DISTORI.ID – Pemerintah melalui Kementerian Energi dan Sumber Daya Mineral (ESDM) bersama Badan Pengelola Migas Aceh (BPMA) memperkuat langkah percepatan penataan pengelolaan sumur masyarakat di Wilayah Kerja (WK) Aceh.
Upaya ini dilakukan melalui rapat koordinasi yang melibatkan berbagai instansi pemerintah, regulator, dan perusahaan kontraktor kontrak kerja sama (KKKS).
Pertemuan tersebut menjadi bagian dari komitmen pemerintah untuk menciptakan sistem pengelolaan sumur masyarakat yang memiliki kepastian hukum, memenuhi standar keselamatan, serta berkelanjutan sehingga mampu memberikan manfaat bagi masyarakat, pemerintah daerah, dan negara.
Rapat dihadiri sejumlah pejabat dari berbagai lembaga, di antaranya Tenaga Ahli Menteri ESDM Bidang Administrasi Negara dan Good Governance, Umar Ali Lessy, yang mewakili Menteri ESDM, Penasehat Ahli Kepala SKK Migas Arsyad Achmadin.
Selanjutnya, Kepala Dinas ESDM Aceh Asnawi, Ketua Satuan Tugas Penanganan Pengelolaan Sumur Masyarakat WK Aceh Ibnu Hafizh, Kepala Divisi Monetisasi Minyak dan Gas Bumi BPMA Muhammad Akbarul Syah Alam.
Serta Koordinator Pengawas Eksploitasi Direktorat Jenderal Migas Ma’ruf Afandi, perwakilan SKK Migas, serta jajaran pimpinan PT Medco E&P Malaka, PT Pema Global Energi, dan PT Pertamina Hulu Rokan Zona 1.
Dalam paparannya, Ketua Satuan Tugas Penanganan Pengelolaan Sumur Masyarakat WK Aceh, Ibnu Hafizh, menjelaskan bahwa program tersebut merupakan implementasi dari Peraturan Menteri ESDM Nomor 14 Tahun 2025 yang menjadi dasar hukum pengelolaan sumur masyarakat di Indonesia.
Menurutnya, regulasi tersebut membuka ruang kerja sama yang jelas melalui berbagai skema, seperti kerja sama operasi dan teknologi, kerja sama produksi melalui BUMD, koperasi maupun UMKM, pengusahaan sumur tua, hingga bentuk kerja sama lain sesuai ketentuan yang berlaku.
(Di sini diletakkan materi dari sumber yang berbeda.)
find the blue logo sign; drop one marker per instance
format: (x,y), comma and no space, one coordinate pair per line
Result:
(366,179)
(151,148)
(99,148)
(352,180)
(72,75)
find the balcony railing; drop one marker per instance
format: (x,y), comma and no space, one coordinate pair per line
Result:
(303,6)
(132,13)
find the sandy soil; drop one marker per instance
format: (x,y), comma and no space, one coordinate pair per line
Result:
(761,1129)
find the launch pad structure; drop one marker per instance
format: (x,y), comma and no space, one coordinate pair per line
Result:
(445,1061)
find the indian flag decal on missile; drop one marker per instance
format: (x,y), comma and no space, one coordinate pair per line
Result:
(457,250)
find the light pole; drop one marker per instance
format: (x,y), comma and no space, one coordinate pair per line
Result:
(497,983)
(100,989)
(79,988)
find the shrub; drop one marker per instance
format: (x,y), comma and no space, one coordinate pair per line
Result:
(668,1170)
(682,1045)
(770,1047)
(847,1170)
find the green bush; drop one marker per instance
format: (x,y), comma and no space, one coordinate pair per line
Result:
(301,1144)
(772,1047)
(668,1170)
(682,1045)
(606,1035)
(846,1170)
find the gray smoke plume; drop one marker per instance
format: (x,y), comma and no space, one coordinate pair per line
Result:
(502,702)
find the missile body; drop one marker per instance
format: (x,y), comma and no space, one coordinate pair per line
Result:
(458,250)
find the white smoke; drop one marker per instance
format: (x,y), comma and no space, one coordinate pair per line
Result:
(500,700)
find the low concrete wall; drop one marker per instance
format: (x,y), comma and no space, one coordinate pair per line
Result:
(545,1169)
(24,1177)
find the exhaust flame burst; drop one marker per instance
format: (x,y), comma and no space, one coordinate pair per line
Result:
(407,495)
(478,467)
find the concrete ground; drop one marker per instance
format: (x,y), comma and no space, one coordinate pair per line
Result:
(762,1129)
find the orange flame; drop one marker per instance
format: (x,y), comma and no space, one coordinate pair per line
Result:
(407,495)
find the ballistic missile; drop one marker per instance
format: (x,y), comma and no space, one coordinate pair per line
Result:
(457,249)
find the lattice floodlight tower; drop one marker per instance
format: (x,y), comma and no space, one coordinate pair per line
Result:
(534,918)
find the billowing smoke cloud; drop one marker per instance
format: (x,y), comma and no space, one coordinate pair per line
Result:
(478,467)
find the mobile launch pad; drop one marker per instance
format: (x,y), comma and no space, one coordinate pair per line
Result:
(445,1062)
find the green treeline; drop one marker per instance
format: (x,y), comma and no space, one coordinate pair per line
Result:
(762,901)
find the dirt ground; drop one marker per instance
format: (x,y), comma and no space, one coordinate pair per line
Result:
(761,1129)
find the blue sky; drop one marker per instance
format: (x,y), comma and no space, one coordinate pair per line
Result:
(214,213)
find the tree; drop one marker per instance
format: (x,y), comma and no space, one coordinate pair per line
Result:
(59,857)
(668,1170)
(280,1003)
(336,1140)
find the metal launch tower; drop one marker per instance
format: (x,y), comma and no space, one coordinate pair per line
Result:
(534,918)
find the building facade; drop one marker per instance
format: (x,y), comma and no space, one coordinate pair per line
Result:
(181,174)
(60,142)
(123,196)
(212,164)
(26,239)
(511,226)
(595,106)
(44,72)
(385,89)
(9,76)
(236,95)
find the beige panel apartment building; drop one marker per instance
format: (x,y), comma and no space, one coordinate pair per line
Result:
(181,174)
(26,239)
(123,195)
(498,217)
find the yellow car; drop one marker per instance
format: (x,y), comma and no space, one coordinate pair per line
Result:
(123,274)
Ia menegaskan, keberadaan regulasi tersebut akan memberikan kepastian hukum bagi aktivitas sumur masyarakat yang selama ini berkembang sekaligus membuka ruang pembinaan dari sisi teknis maupun kelembagaan.
Selain menjabat sebagai Ketua Satgas, Ibnu Hafizh yang juga merupakan Kepala Divisi Operasi Produksi BPMA menyampaikan bahwa tim telah melakukan berbagai langkah strategis untuk mempercepat implementasi kebijakan tersebut.
Langkah itu meliputi koordinasi dengan Kementerian ESDM, Direktorat Jenderal Migas, SKK Migas, Pemerintah Aceh, pemerintah kabupaten/kota, hingga para kontraktor kontrak kerja sama (KKKS).
Tim juga melakukan inventarisasi dan verifikasi sumur masyarakat, pendampingan aspek hukum, penyusunan mekanisme kerja sama, serta pembahasan aspek operasional, fasilitas produksi, komersial, hubungan masyarakat, hingga penerapan standar Keselamatan, Kesehatan, Keamanan, dan Lingkungan (K3LL).
Ibnu Hafizh menjelaskan bahwa inventarisasi sumur menjadi tahapan penting sebagai dasar pemerintah daerah dalam menetapkan pengelola.
Setelah itu, usulan akan diajukan kepada KKKS untuk dievaluasi oleh BPMA sebelum memperoleh persetujuan Menteri ESDM.
Melalui mekanisme tersebut, seluruh produksi dari sumur masyarakat nantinya dapat tercatat secara resmi sebagai bagian dari produksi minyak dan gas nasional.
Dari aspek teknis, BPMA menekankan pentingnya penerapan prinsip Good Engineering Practices (GEP) serta standar Health, Safety, Security, and Environment (HSSE) dalam setiap tahapan operasi.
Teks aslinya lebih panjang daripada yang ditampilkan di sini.